Although it's only a city bus ride away from Florence, Fiesole is very proud of its status as an independent municipality. In fact, this hilltop village high in the wash of green above Florence predates that city in the valley by centuries.
An Etruscan colony from Arezzo probably founded a town here in the 6th century B.C. on the site of a Bronze Age settlement. By the time Caesar set up a Roman retirement colony on the banks of the Arno below, Faesulae was the most important Etruscan center in the region. It butted heads with the upstart Fiorentina in the valley almost right from the start. Although it eventually became a Roman town, building a theater and adopting Roman customs, it always retained a bit of the Etruscan otherness that has kept it different from Florence throughout the ages. Following the requisite barbarian invasions, it became part of Florence's administrative district in the 9th century, yet continued to struggle for self-government. Medieval Florence put an end to it all in 1125 when it viciously attacked Fiesole and razed the entire city, save the cathedral and bishop's palace.
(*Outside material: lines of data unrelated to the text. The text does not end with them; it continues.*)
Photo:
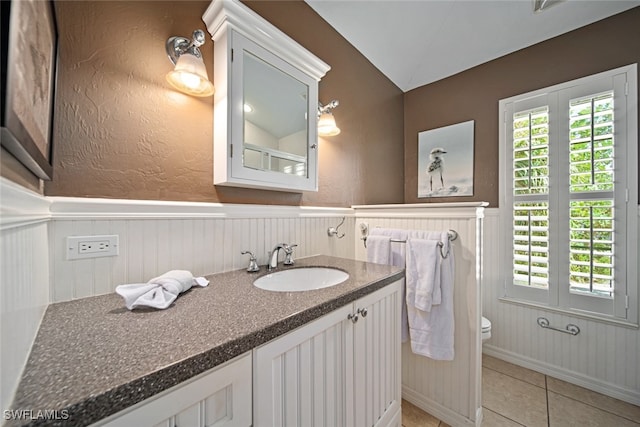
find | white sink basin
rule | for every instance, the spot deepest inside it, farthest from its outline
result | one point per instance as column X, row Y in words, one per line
column 301, row 279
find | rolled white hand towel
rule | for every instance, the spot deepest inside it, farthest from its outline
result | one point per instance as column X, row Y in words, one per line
column 161, row 291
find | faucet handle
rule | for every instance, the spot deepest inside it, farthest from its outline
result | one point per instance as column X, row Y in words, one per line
column 253, row 264
column 288, row 251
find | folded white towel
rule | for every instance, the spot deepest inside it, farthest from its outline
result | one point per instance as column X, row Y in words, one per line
column 423, row 273
column 161, row 291
column 432, row 332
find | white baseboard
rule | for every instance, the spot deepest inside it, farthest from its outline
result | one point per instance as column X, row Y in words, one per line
column 608, row 389
column 441, row 412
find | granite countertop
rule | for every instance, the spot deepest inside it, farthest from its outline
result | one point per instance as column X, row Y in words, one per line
column 92, row 357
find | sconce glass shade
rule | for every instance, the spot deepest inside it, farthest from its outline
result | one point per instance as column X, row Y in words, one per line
column 190, row 76
column 327, row 125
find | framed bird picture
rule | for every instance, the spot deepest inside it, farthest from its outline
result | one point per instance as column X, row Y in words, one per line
column 445, row 161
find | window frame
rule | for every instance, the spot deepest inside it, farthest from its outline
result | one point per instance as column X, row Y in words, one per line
column 623, row 307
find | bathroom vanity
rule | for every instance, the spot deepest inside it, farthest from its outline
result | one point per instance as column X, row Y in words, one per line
column 227, row 354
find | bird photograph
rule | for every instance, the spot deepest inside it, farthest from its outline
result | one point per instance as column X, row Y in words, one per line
column 451, row 146
column 436, row 167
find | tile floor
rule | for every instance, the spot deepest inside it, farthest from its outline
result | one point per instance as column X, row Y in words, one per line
column 513, row 396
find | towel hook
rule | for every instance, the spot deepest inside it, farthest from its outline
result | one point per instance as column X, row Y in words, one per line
column 333, row 231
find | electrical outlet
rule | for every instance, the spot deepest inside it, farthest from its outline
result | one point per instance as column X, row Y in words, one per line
column 79, row 247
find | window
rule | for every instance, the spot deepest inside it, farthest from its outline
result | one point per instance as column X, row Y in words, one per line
column 568, row 159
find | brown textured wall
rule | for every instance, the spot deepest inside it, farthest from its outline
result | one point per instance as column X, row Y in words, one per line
column 474, row 94
column 120, row 131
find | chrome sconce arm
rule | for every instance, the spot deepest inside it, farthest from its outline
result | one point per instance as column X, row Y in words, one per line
column 189, row 74
column 333, row 231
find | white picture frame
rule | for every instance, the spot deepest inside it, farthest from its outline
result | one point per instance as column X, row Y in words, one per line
column 445, row 161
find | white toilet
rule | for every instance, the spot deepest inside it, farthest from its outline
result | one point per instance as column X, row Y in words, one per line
column 486, row 328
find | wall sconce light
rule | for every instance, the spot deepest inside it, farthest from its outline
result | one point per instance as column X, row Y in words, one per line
column 190, row 74
column 326, row 121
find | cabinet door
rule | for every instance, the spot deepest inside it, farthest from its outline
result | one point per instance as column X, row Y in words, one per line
column 221, row 397
column 301, row 378
column 377, row 346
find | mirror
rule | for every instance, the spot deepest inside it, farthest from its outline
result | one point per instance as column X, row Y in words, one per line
column 275, row 119
column 265, row 104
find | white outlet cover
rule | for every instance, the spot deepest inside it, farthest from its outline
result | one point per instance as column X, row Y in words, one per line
column 81, row 247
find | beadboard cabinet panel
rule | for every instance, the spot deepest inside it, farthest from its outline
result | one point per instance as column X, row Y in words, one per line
column 334, row 371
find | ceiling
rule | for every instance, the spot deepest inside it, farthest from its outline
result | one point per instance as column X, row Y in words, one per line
column 421, row 41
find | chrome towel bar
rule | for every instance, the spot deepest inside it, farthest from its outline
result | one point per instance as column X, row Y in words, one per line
column 569, row 329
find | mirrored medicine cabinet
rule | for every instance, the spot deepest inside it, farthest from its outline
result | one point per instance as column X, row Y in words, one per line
column 265, row 104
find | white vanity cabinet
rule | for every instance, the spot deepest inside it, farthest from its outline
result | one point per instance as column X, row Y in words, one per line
column 219, row 397
column 336, row 370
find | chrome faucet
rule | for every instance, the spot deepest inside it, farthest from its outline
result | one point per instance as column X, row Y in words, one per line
column 273, row 257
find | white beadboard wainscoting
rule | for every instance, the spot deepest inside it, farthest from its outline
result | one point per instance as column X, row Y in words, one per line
column 204, row 238
column 24, row 279
column 603, row 357
column 451, row 390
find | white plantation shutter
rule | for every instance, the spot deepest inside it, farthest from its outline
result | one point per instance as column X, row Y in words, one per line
column 568, row 154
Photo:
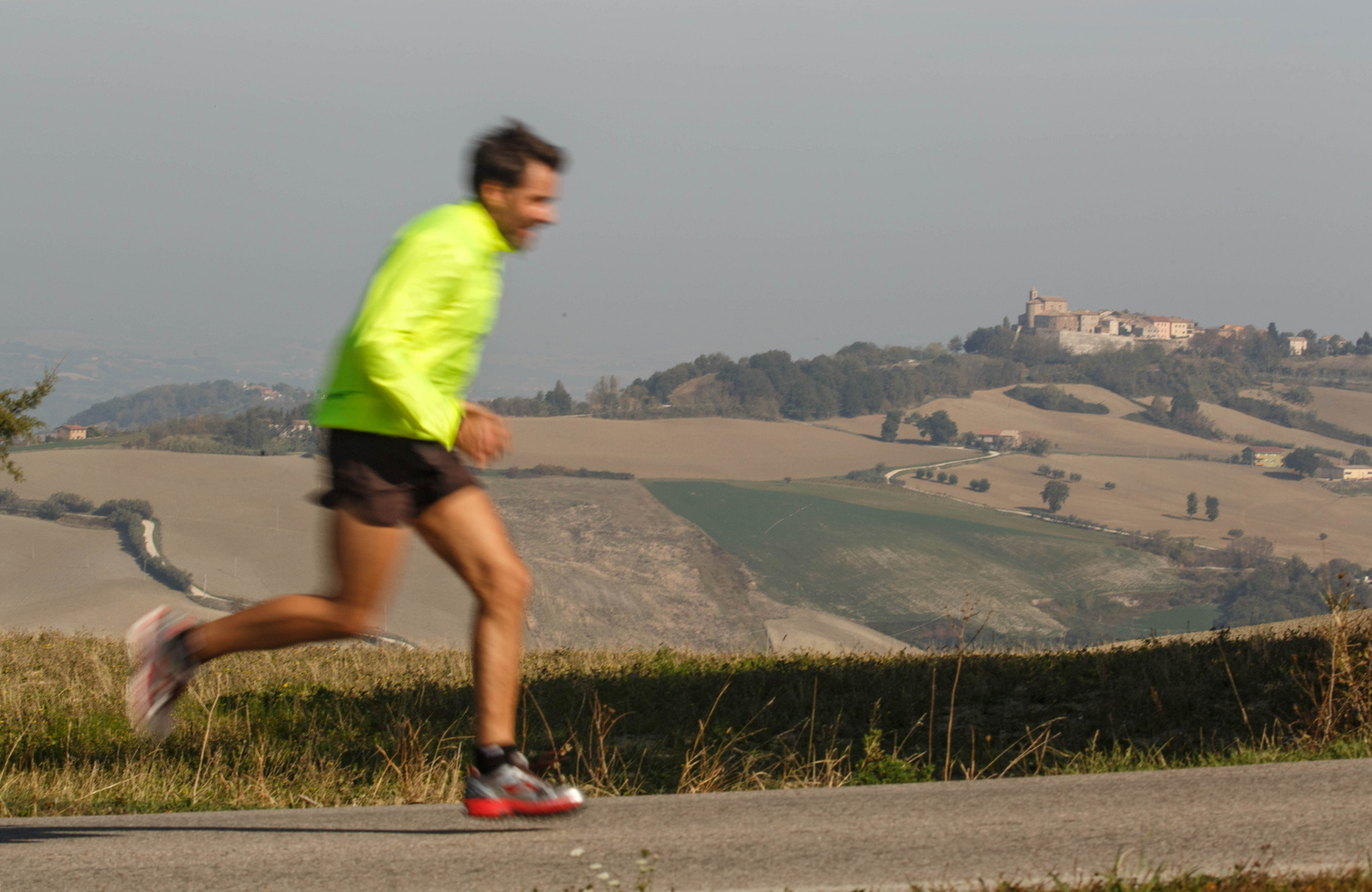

Becoming an irrelevant footnote to Florentine history has actually aided Fiesole in the end. Modern upper-middle-class Florentines have decided it's posh to buy an old villa on the hillside leading up to the town and maintain the villa's extensive gardens. This means that the oasis of cultivated greenery separating Florence from Fiesole has remained. Even with Florence so close by, Fiesole endures as a Tuscan small town to this day, entirely removed from the city at its feet and hence the perfect escape from summertime crowds. It stays cool all summer long, and while you sit at a cafe on Piazza Mino, sipping an iced cappuccino, it might seem as though the lines at the Uffizi and pedestrian traffic around the Duomo are very distant indeed.